During this conference call, it was decided that the parent company would host a grief counseling meeting on Monday, September 17th. Scott worked the phones all weekend, encouraging his people to attend, to share their fears and heartaches with one another. This had been a very closely knit group prior to the attack.
In the weeks and months that followed, he attended several memorials. Of the two coworkers who perished on 9/11, the body of one was never found. A few body parts from the other coworker were eventually identified some 3 1/2 months later.
Scott thought that many of the surviving employees should have gone on disability; he believed that many could have benefited from counseling before trying to reintegrate with the workforce. So many employees were so profoundly affected that they felt psychologically crippled.
Not surprisingly, as a survivor of 9/11, Scott seemed to have a better handle on his own therapeutic needs and on the needs of others than the professional grief-counselors whom the business employed. He spent most of his time listening to his coworkers, trying to help them through a period of intense post-traumatic stress, encouraging them to seek professional counseling. His ability to be a good listener helped many people through the grieving process, just as it helped him.
In ad hoc groups and individual meetings, the grief began to surface fully. Scott remembers one coworker who was born in Iran. "He felt, as a Muslim, that he was responsible. And he started to apologize and broke down. And there was another person who was a Muslim, and he broke down." He took the first man in his arms, held him, and kissed him on the cheek. "They were great people and they had nothing to do with this whole damn thing."

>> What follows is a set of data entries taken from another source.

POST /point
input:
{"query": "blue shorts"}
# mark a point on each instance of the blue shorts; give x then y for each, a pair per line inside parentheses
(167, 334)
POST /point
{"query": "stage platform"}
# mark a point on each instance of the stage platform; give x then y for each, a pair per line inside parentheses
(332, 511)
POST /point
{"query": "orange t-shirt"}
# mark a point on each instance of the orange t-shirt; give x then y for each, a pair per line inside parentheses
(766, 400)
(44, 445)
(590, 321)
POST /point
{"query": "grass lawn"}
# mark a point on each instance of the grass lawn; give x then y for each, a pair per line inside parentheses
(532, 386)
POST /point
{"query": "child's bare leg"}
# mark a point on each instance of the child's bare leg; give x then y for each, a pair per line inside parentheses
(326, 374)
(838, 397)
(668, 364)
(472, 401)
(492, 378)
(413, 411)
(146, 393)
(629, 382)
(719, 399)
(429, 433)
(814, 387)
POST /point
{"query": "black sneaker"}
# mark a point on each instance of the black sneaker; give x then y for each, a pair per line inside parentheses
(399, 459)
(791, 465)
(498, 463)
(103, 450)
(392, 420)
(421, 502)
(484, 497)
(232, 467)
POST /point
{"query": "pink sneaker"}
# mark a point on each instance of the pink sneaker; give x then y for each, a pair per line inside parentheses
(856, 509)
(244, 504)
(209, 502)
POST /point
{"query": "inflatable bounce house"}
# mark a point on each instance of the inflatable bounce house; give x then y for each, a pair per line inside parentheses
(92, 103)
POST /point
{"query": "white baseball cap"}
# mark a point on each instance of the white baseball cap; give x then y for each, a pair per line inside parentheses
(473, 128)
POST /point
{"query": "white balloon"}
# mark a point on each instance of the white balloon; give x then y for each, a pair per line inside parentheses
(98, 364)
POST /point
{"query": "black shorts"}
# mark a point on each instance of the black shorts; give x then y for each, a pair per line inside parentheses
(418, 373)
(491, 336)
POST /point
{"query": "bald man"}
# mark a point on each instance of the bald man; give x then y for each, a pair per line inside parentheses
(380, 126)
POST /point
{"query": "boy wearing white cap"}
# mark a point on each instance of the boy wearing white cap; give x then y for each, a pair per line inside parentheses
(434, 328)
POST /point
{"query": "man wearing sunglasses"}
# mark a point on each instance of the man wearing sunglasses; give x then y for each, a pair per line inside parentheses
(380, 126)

The effects of 9/11 were devastating on Scott's organization. Scott felt that the parent company had exhibited a callous attitude toward those who were grieving. In the first year following the attack, some in the company were asking bluntly: "When are you people going to get over this?"
It was clear to Scott that the parent company never really understood the impact that this had on the people in his firm and had abandoned so many of its committed workers. In fact, no one was ever reimbursed one nickel for any personal property lost. And while Scott was asked to attend several meetings so that the parent company could substantiate its claim against the property and casualty insurer, he received no compensation for the many thousands of dollars he had personally invested in furniture, equipment, and programs.
With time, many personal relationships fundamentally changed. Some people had romantic affairs. Some were married. Others got divorced. Still others contemplated suicide. And many who continued to work found it impossible to function in a social environment.
But Scott survived.
His survival is a testament not only to the value of hard work, but to his commitment to overcoming adversity, enabling him to rise from the ashes of that fateful day.
NOTE:
* The name "Scott" is used here to
protect the privacy of my sister-in-law's cousin.